Comparison is degrading, it  lowers a person's potential

THIRUVANANTHAPURAM: One is everlastingly comparing oneself with another, with what one is, with what one should be, with someone who is more fortunate. This comparison really kills. Comparison is degrading, it perverts one’s outlook. And on comparison one is brought up. All our education is based on it and so is our culture. So there is everlasting struggle to be something other than what one is.

The understanding of what one is uncovers creativeness, but comparison breeds competitiveness, ruthlessness, ambition, which we think brings about progress. Progress has only led so far to more ruthless wars and misery than the world has ever known. To bring up children without comparison is true education.

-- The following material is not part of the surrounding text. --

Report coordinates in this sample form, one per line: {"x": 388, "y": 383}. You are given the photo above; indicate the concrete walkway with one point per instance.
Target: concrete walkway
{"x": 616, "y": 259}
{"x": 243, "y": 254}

Don’t you notice how little energy most of the people around you have? They are slowly dying, even when their bodies are not yet old. Why? Because they have been beaten into submission by society. You see, without understanding its fundamental purpose which is to free the extraordinary thing called mind, with its capacity to create atomic submarines and jet planes, which can write the most amazing poetry and prose, which can make the world son beautiful and also destroy the world - without understanding its fundamental purpose, which is to find truth or god, this energy becomes destructive; and then society says, “We must shape and control the energy of the individual.


So, it seems that the function of education is to bring about a release of energy in the pursuit of goodness, truth, or god, which in turn makes the individual a true human being and therefore the right kind of citizen. But mere discipline, without full comprehension of all this, has no meaning, it is a most destructive thing. Unless each one of you is so educated that, when you leave school and go out into the world, you are full of vitality and intelligence, full of abounding energy to find out what is true, you will merely be absorbed by society. You will be smothered, destroyed, miserably unhappy for the rest of your life.


You may be a sociologist, an anthropologist or a scientist, with your specialised mind working away at a fragment of the whole field of life. You are filled with knowledge and words, with capable explanations and rationalisations. And perhaps in the future the computer will be able to do all this infinitely better than you can. So education may have a different meaning altogether. It may mean opening the doors of perception on to the vast movement of life.

It may mean learning how to live happily, freely, without hate and confusion, but in beatitude. Modern education is blinding us; we learn to fight each other more and more, to compete, to struggle with each other. Right education is surely finding a different way of life, setting the mind free.